Она перевела взгляд на меня, как будто проверяя, слушаю ли я по-настоящему.
— С той поры раз в зиму мы приносим ему угощение — мясо, хлеб, кровь жертвенную. Не людскую, а скотины. А он нас бережёт. От огня, от зверя, от чужаков. И от войны берёг. Даже от лютых морозов. И если кто из наших в беду попадёт, звать будет — придёт. Не человек, но свой.

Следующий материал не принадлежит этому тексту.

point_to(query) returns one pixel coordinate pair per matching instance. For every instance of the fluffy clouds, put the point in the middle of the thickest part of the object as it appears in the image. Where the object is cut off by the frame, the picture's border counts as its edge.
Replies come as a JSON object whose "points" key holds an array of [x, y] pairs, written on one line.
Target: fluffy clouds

За окном завыл ветер, в трубе загудело, и кто-то из женщин перекрестился. Я почувствовал, что у меня по спине прошёл холодок, и уже не знал — от сквозняка ли, или от её слов.
********************
Я сидел у длинного стола, в тёмной, низкой избе, где потолочные балки были закопчены настолько, что казались чёрными, как уголь. Пахло старым деревом, дымом от печи и сушёной рыбой, что висела на жердях у стены. Огонь в печи потрескивал, тонко посвистывал в щелях, а где-то в углу капала вода в деревянное корыто — от тающего снега на крыше. За столом, напротив меня, сидел старейшина — сухой, жилистый, с лицом, словно вырезанным из берёзы: каждая морщина на месте, глаза узкие, но в них было столько силы, что казалось, он видит не только тебя, но и твои мысли.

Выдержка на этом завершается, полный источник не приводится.